The tension was supported by the Bank of Australia. The minutes of the RBA published yesterday noted that the economic results are still far from meeting the Bank's inflation and employment target, and therefore, the arguments in favor of maintaining the procurement program at the level of $ 5 billion per week remain. Moreover, the RBA provoked the situation through the media, suggesting that if the current restrictions in Sydney and the Victoria District last until August, the Bank will have arguments in favor of canceling the July decision to reduce the volume of purchases. This decision is also in favor of an increase in demand for protective assets.

It can be assumed that the demand for protective assets will dominate in the coming days again, and the US dollar will continue to rise against commodity currencies.

USD/CAD

After the Bank of Canada's meeting last week, where it left monetary policy unchanged (a decline in purchases from $ 3 billion to $ 2 billion per week was expected and confirmed), no significant macroeconomic events occurred.
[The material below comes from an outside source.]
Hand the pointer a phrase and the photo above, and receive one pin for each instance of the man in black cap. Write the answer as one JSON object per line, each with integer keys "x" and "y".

The rate hike is expected in the second half of 2022, which is around the same time as the forecast for the Fed rate. There was no harsh reaction to the improvement in the economic situation, which somewhat disappointed the bulls. It seems that BoC will adhere to cautious positions and does not intend to be the first to make poorly calculated steps.

The net long position on CAD fell by 1.2 billion during the reporting week. This is quite a deep adjustment. And although the advantage remains for the Canadian dollar (+2.1 billion), the trend is clearly not in its favor. The estimated price rises.

A small pullback should not be misleading, sell-off of risks will continue. Overview of USD, CAD, JPY

The Canadian dollar passed the resistance level of 1.2626 almost without stopping, not giving any reason to wait for a decline. Thus, the movement to the next target of 1.3010/20 is justified. The need for a correction may interfere since the spot price has gone significantly higher than the calculated one, but it is logical to use any decline for purchases.

USD/JPY

The nationwide core consumer price index rose by 0.2% y/y in June. This is the second month above zero and the growth slightly exceeded the forecast. For Japan, which has been suffering from deflation for several decades, even such minimal growth is already positive.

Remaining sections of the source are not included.